1. Using Smartphone/Tablet
Many studies suggest that using electronic devices such as smartphones, tables, or even watching television, can disrupt your sleep. Avoid any light-emitting device for at least one hour before bedtime.
2. Having Medicines
If you are on any medication and experiencing issues with sleep, consult your doctor about it. Ask him if taking the medicines at night keeping you awake. Some medicines are strong and they alert you for several hours.
3. Drinking Coffee
You might be familiar with the fact that coffee contains high level of caffeine. Caffeine keeps you awake, and therefore should be avoided before you go to sleep – actually much before you go to sleep, because caffeine can stay in the body for up to 12 hours.
4. Eating Dark Chocolates
Dark chocolates have caffeine in them, and also also contains the stimulant theobromine, which increases heart rate and sleeplessness.

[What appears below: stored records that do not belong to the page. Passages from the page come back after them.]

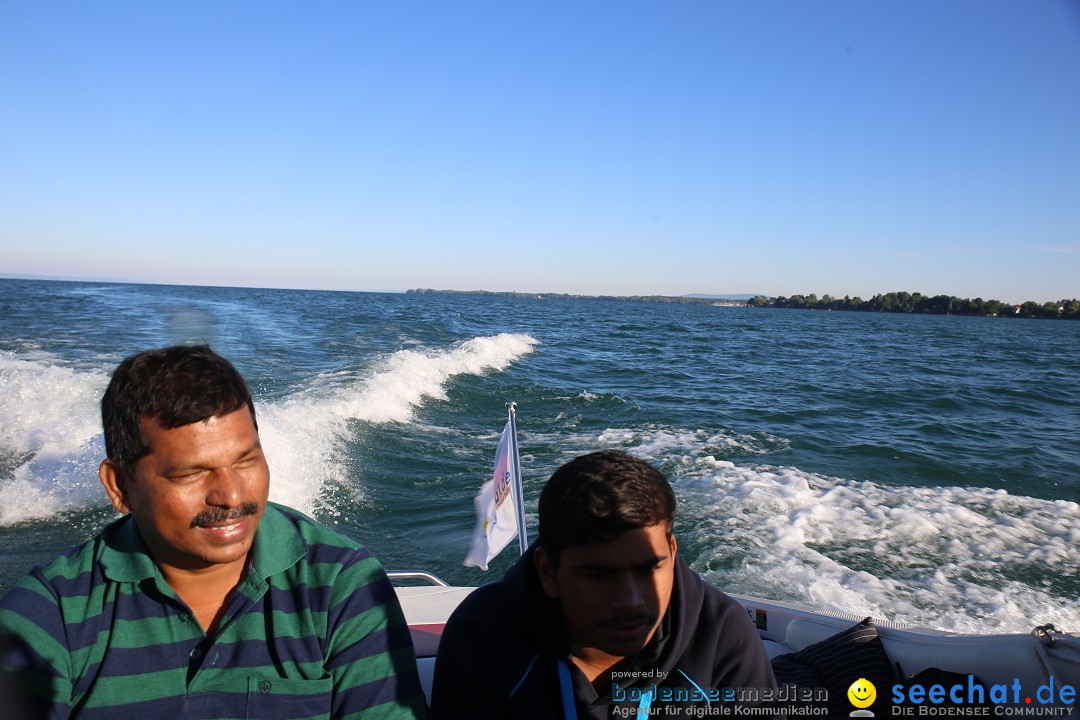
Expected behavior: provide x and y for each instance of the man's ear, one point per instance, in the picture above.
(116, 485)
(547, 571)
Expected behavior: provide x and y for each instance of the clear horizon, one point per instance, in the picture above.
(481, 289)
(609, 148)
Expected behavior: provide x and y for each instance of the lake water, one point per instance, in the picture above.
(919, 469)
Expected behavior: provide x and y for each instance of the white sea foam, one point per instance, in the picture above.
(50, 416)
(950, 558)
(686, 447)
(50, 425)
(304, 435)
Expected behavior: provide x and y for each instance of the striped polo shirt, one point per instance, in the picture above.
(314, 630)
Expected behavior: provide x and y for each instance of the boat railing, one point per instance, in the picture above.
(431, 579)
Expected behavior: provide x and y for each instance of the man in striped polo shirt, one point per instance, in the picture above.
(205, 600)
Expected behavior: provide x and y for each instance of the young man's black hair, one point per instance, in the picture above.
(601, 494)
(599, 616)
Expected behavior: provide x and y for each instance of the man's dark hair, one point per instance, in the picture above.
(597, 496)
(173, 386)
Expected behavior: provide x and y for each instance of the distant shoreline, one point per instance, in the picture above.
(891, 302)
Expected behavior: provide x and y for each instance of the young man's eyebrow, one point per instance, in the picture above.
(186, 466)
(597, 567)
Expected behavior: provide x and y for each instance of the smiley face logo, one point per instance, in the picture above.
(862, 693)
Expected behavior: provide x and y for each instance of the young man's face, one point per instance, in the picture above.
(612, 594)
(199, 494)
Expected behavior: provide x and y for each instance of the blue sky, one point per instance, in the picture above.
(628, 147)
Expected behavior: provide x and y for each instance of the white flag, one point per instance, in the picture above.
(496, 508)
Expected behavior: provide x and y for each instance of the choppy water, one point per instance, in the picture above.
(922, 469)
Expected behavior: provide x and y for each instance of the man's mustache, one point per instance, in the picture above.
(220, 515)
(624, 621)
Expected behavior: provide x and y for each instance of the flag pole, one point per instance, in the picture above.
(523, 541)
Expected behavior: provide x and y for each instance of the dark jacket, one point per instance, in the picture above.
(504, 654)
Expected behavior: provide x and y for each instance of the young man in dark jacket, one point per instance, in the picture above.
(601, 617)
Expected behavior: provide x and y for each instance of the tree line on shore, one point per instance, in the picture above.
(900, 302)
(915, 302)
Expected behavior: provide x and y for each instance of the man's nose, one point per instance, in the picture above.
(225, 488)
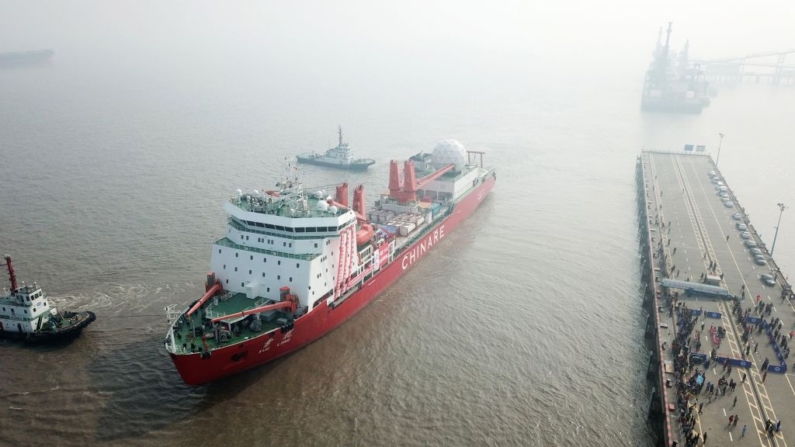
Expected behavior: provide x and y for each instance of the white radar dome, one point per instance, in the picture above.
(449, 152)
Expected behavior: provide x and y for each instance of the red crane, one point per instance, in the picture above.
(408, 191)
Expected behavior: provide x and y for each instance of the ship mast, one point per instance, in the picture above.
(11, 273)
(340, 132)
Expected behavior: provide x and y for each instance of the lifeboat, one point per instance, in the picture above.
(364, 233)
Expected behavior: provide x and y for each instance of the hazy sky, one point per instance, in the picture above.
(569, 32)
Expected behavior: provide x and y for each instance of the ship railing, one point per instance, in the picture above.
(215, 314)
(319, 236)
(304, 256)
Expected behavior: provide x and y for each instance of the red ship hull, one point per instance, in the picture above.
(240, 356)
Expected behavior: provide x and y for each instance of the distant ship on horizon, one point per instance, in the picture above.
(36, 57)
(340, 157)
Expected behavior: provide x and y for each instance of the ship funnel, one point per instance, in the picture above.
(358, 200)
(394, 178)
(409, 177)
(342, 194)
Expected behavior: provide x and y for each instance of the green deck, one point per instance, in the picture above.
(188, 331)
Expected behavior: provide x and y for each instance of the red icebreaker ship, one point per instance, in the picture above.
(295, 264)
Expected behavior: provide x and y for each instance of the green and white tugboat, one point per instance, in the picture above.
(26, 314)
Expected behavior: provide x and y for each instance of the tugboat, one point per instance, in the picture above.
(337, 157)
(26, 314)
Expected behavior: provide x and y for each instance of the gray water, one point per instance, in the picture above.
(523, 328)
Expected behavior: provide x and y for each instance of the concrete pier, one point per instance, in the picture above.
(697, 267)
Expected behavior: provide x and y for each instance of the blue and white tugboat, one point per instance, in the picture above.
(337, 157)
(25, 313)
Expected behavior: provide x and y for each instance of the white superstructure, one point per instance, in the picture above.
(25, 309)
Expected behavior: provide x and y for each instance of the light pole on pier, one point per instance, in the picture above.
(782, 208)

5. Checking Your Work E-mail
Checking your work e-mail at night can fill your mind with thoughts and tasks for the next day, which can make you nervous and agitated. A study suggests, people who used their smartphones for work purposes after 9 p.m. at night are reported to being more tired and unfocused the next day.
6. Eating spicy and heavy meals
Eating heavy and spicy meals right before bed can make you feel bloated and uncomfortable, hence disrupting your sleep. You should have dinner at least 2 hours before going to bed, but if you are unable to do so, then eat a low/simple carb (light) meal or just have a glass of milk.
7. Drinking Alcohol
You might be wondering that why should alcohol be avoided, as it makes you sleep better. But that’s not the truth. Alcohol makes you drowsy and fall asleep easily; but as your body begins to metabolize the alcohol, REM sleep- the period where our sleep is most restorative, is reduced. Impaired REM sleep often leads to waking up tired and unable to concentrate. It’s okay to have one or two drinks with dinner; But skip drinking that glass of wine right before bed.
Smoking disturbs your sleep. The nicotine present in a cigarette is a stimulant and can make insomnia worse if you smoke close to your bedtime.